A different name per language

weld_as is per-language and verbatim — one C++ entity, spelled to each language's taste (Naming conventions):

[[=welder::weld_as(welder::lang::py, "to_text"),
  =welder::weld_as(welder::lang::lua, "as_string"),
  =welder::doc("Render every entry, one per line.")]]
std::string renderAll() const;

Language-flavored members: mark::only

"Save this somewhere" means a file-like object to a Python programmer and a writer callback to a Lua one.
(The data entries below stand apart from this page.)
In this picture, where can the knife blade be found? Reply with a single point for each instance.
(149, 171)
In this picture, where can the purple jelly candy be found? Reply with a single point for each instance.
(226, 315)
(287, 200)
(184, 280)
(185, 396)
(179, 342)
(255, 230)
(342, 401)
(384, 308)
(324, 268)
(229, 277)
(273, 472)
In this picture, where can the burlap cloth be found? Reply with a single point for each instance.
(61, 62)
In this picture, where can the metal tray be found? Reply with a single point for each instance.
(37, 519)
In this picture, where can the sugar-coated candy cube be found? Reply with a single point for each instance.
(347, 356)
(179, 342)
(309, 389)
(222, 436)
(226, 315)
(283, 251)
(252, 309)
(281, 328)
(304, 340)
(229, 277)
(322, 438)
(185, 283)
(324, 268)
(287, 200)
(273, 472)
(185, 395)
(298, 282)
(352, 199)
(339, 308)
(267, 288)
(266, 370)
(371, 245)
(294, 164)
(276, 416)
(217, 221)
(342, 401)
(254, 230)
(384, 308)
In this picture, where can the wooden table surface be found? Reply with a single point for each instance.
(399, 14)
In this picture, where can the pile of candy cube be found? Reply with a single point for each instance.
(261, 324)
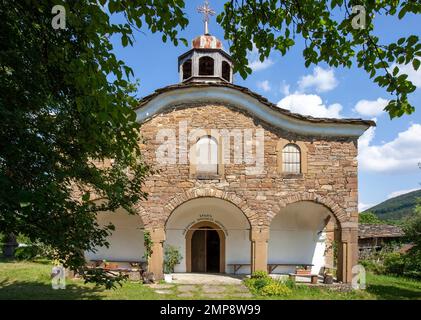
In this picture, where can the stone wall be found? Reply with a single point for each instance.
(331, 176)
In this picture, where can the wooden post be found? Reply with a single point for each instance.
(259, 249)
(156, 261)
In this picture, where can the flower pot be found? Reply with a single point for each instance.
(303, 271)
(328, 279)
(168, 278)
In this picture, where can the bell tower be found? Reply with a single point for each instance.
(206, 61)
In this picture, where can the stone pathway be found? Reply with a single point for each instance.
(203, 291)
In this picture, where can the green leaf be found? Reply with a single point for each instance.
(416, 64)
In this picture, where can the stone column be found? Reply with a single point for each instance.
(347, 254)
(259, 248)
(156, 261)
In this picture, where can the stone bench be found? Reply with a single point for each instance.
(313, 277)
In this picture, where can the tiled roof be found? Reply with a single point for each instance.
(260, 98)
(379, 231)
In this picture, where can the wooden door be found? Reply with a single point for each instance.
(198, 251)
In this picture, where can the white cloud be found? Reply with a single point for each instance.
(400, 155)
(310, 104)
(284, 88)
(371, 108)
(264, 85)
(401, 192)
(254, 62)
(321, 80)
(363, 206)
(413, 76)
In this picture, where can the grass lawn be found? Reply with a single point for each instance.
(31, 280)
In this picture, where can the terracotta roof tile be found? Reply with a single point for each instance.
(260, 98)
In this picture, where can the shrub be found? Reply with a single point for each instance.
(259, 275)
(26, 253)
(172, 257)
(373, 266)
(275, 288)
(413, 264)
(394, 263)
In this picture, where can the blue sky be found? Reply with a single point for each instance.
(389, 154)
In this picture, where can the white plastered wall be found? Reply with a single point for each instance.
(126, 241)
(297, 236)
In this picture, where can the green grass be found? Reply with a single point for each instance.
(31, 280)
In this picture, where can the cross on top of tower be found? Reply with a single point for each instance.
(207, 11)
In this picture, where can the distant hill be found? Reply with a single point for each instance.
(398, 207)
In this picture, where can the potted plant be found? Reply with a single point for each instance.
(328, 276)
(172, 257)
(302, 270)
The recipe implements the concept twice as distinct C++ methods, gates each to its language with mark::only, and surfaces both under the same public name:

//  - Python: any object with .write — open(), io.StringIO, ...
[[=welder::mark::only(welder::lang::py), =welder::weld_as("save_to"),
  =welder::doc("Write the rendered journal to a file-like object.")]]
void saveToFileLike(nanobind::object file) const {
    file.attr("write")(nanobind::str(renderAll().c_str()));
}

//  - Lua: a writer callback — framework-NEUTRAL on purpose (1)
[[=welder::mark::only(welder::lang::lua),
  =welder::mark::trust_bindable(welder::lang::lua), // for the LuaCATS stub rod (2)
  =welder::weld_as("save_to"),
  =welder::doc("Pass each rendered line to a writer function.")]]
void saveToWriter(const std::function<void(const std::string&)>& write) const {
    for (const auto& e : entries_) { write(e.renderLine()); }
}
  1. mark::only scopes to a language, and lang::lua is served by two rods here — a sol::protected_function parameter would lock the method to sol2. The neutral std::function binds under both.
  2. The LuaCATS stub rod has no Lua framework whose casters it could consult — mark::trust_bindable vouches for the signature.
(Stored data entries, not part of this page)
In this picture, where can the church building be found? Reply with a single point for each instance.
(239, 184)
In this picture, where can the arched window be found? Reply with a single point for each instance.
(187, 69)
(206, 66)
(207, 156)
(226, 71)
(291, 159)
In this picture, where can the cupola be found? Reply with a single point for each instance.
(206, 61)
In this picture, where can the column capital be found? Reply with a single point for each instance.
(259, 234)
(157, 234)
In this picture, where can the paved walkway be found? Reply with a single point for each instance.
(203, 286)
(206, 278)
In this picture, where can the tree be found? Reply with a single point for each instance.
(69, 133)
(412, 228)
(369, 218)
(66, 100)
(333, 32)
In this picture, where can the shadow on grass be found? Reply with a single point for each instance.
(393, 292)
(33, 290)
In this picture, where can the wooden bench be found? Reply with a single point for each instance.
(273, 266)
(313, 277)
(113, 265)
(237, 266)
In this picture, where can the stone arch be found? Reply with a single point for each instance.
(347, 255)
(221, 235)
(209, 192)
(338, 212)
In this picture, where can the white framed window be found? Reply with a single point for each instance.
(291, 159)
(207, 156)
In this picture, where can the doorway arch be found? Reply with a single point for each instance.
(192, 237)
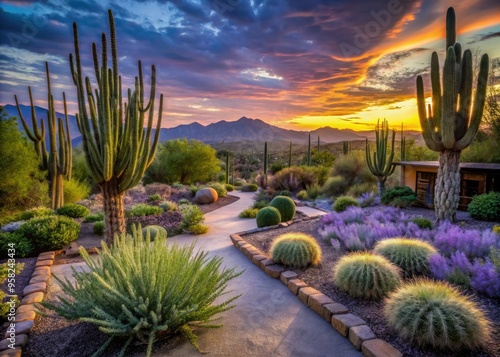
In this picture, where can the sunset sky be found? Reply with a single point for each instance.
(298, 64)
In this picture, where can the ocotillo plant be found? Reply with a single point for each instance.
(450, 125)
(116, 144)
(381, 165)
(59, 158)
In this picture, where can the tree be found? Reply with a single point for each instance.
(115, 139)
(450, 124)
(183, 161)
(22, 184)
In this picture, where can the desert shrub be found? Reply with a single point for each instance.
(365, 275)
(411, 255)
(485, 207)
(143, 209)
(335, 186)
(98, 228)
(403, 192)
(155, 232)
(147, 291)
(268, 216)
(22, 245)
(302, 195)
(298, 250)
(249, 213)
(50, 232)
(249, 188)
(422, 223)
(285, 206)
(341, 203)
(75, 190)
(437, 315)
(73, 210)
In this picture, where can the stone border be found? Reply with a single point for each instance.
(26, 311)
(345, 323)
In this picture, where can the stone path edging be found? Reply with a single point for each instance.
(347, 324)
(18, 331)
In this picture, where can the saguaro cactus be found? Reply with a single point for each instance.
(115, 140)
(381, 165)
(450, 123)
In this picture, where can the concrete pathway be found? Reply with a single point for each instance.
(268, 319)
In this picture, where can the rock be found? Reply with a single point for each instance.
(206, 195)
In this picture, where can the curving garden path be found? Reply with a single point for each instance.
(268, 319)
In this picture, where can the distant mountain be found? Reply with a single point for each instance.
(243, 129)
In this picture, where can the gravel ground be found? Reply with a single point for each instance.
(320, 277)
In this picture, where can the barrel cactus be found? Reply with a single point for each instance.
(298, 250)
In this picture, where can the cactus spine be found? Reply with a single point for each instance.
(58, 160)
(445, 128)
(116, 144)
(381, 165)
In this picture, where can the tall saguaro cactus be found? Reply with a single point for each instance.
(381, 165)
(58, 160)
(451, 123)
(117, 146)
Because each method is only-gated, the rods of the other language never bind — or even inspect — it. The nanobind header is included by every TU so the class definition stays identical; an inline member a TU never uses is not emitted, so the Lua modules carry no Python code.
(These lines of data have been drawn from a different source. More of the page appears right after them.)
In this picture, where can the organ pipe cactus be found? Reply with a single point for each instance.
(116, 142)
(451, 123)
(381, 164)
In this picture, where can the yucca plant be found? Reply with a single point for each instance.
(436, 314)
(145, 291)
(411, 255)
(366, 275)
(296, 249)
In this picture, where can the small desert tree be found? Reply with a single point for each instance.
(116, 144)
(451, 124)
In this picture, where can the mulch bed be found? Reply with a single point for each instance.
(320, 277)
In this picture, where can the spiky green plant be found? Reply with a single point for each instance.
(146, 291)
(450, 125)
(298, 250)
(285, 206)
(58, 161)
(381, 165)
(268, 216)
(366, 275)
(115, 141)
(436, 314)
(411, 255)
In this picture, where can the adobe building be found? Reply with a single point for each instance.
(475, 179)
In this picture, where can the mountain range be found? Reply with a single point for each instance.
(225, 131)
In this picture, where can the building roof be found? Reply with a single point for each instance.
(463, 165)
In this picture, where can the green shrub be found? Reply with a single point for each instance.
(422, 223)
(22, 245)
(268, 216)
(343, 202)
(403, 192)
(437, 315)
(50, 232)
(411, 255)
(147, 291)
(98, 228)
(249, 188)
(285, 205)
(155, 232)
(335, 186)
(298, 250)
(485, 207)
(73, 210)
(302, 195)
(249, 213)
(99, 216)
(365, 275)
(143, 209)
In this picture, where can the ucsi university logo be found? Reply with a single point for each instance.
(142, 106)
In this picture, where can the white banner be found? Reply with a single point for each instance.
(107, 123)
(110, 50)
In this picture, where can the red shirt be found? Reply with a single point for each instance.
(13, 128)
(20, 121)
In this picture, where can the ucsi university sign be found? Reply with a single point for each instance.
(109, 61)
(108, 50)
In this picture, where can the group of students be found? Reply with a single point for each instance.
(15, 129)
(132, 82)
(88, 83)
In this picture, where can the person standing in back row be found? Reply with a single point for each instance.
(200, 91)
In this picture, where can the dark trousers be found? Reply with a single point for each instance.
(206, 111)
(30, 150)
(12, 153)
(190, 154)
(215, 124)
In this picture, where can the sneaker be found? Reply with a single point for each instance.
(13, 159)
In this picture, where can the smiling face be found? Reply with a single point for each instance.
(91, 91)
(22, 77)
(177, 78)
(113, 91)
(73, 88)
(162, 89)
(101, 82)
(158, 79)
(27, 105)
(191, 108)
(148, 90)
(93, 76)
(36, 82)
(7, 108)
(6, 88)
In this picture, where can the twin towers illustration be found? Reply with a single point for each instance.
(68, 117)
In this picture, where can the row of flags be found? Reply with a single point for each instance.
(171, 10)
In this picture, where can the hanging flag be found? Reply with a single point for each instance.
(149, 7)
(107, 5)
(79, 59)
sol2 converts std::function arguments out of the box; LuaBridge3 does not — so its TU teaches it with a ~20-line luabridge::Stack specialization (the same extension point LuaBridge3's own Vector.h uses), wrapping the Lua function in a registry-anchored LuaRef. The pattern to copy: framework glue lives in that framework's TU; the shared header stays neutral.

The entry points

Each side is one WELDER_MODULE line — the optional third argument is the exact welder::welder<…> to drive the weld with, which is how a name style threads through the one-line module form:

WELDER_MODULE(journal, nanobind,
              welder::welder<welder::rods::nanobind::rod<>,
                             welder::rods::python::pep8>) {}
WELDER_MODULE(journal, sol2,
              welder::welder<welder::rods::sol2::rod,
                             welder::naming::snake_case>) {}
// same language, same style, different framework — only the selector differs
WELDER_MODULE(journal, luabridge,
              welder::welder<welder::rods::luabridge::rod,
                             welder::naming::snake_case>) {}
int main(int argc, char** argv) {
    std::ofstream out{argv[1]};
    // the SAME style as the Lua bindings, so the stub matches name-for-name
    welder::rods::luacats::rod::generate<^^journal,
                                         welder::naming::snake_case>(out);
}

Both Lua modules answer require("journal") (each .so is built into its own directory; the check runs once per rod with the matching LUA_CPATH).

What the checks assert

check.py and check.lua walk the same surface side by side — and check.lua runs twice, once per Lua rod: styled names (add_entry both sides, but Notebook vs notebook), the per-language to_text/as_string split, save_to fed an io.StringIO in Python and a closure in Lua, docstrings in __doc__, and both generated stubs containing the styled declarations (the LuaCATS stub carries the doc text Lua drops at runtime).